With a Power BI Premium license, My Workspaces can be assigned to Premium capacities that you may protect with BYOK. Easy, right? In a way, yes, but it also brings up other considerations, such as cost. This is especially true if your users use My Workspaces a lot.
Managing personal workspaces is problematic for other reasons as well – but that’s a topic for another article.
You can check report usage metrics to see how your content is being used. For this purpose, under the hood, Power BI creates a dataset containing usage data.
This dataset is created in different backend storage, not the one related to your Premium capacity assigned to this workspace. Hence, it is not covered by BYOK. You can verify it in the same way as the Excel exceptions described above.
Why does it matter for data encryption? Usage metrics report contains personal information such as the usernames of those who have visited the report recently. If you are concerned about PII information not covered by BYOK, you can examine the following tenant settings:
For more information, refer to Audit and usage tenant settings.
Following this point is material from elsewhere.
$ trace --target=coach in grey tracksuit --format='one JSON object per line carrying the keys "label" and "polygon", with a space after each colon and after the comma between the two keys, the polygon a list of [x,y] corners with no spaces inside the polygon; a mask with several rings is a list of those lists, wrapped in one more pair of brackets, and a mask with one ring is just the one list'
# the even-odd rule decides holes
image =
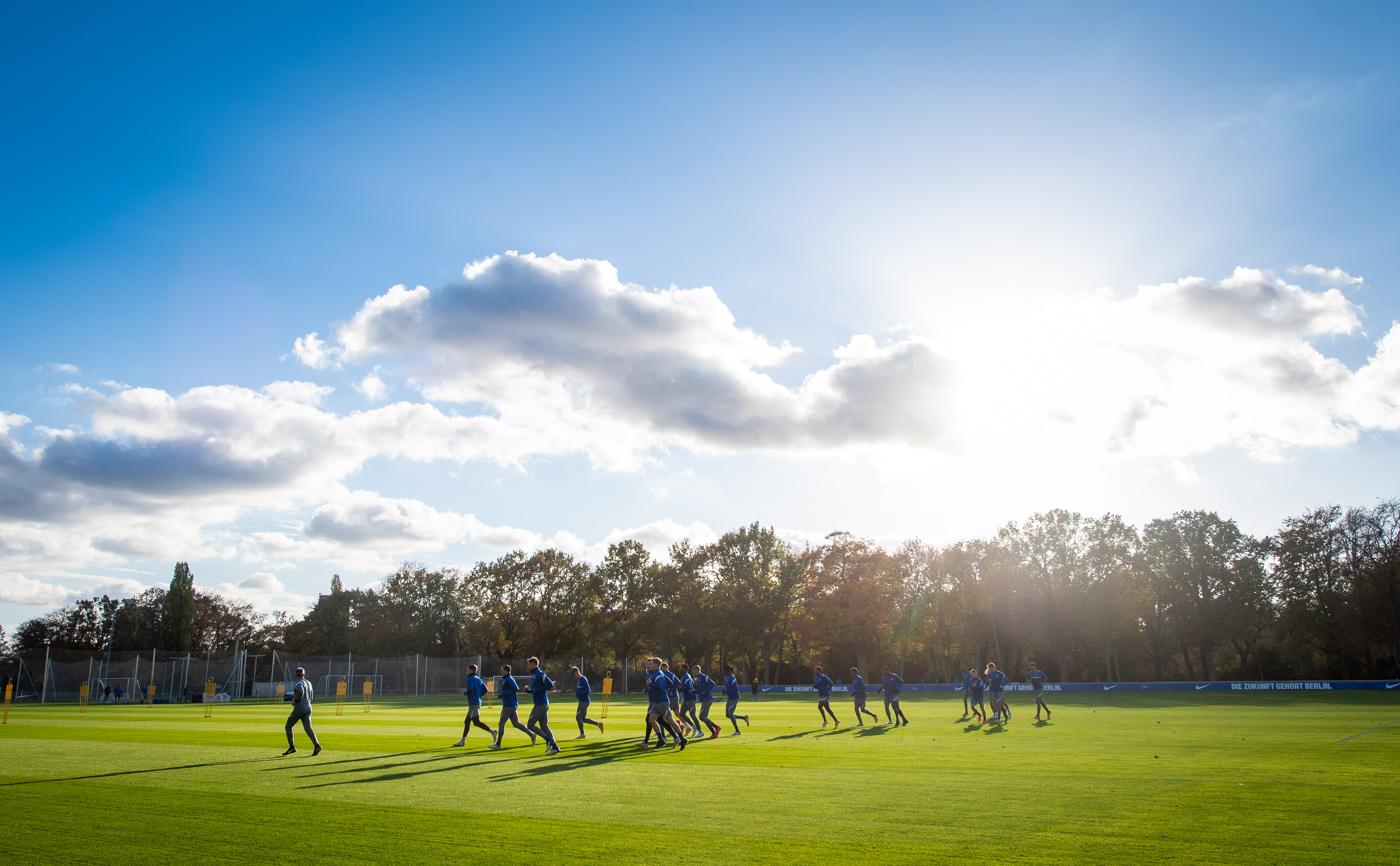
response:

Dataflows are ETL in Power BI. They promote the reusability of transformation logic that can be later consumed in datasets.
A dataflow is a collection of tables that are created and managed in workspaces in the Power BI service. Physically, this is Azure Data Lake Storage Gen2. By default, this is a data lake created and managed for you by Microsoft. And again in such a scenario, this is different backend storage than the one where your other workspace elements land.
Even though you create a dataflow in a workspace assigned to a Premium capacity encrypted with your key, the default data lake will be provisioned somewhere else. The way to resolve this could be to “bring your own data lake” from your Azure subscription. Then – provided you also brought your own key for the data lake – you are covered 😊
For more information, refer to Configuring dataflow storage to use Azure Data Lake Gen 2.
MS documentation mentions Customer-managed keys in Power BI. Not much information is provided but interestingly, it is clearly stated that this feature is not the same as the BYOK function.
When deciding on the encryption solution for Power BI, make sure that you understand the differences and choose the one appropriate for your requirements. And if you have any doubts, just ask me for advice.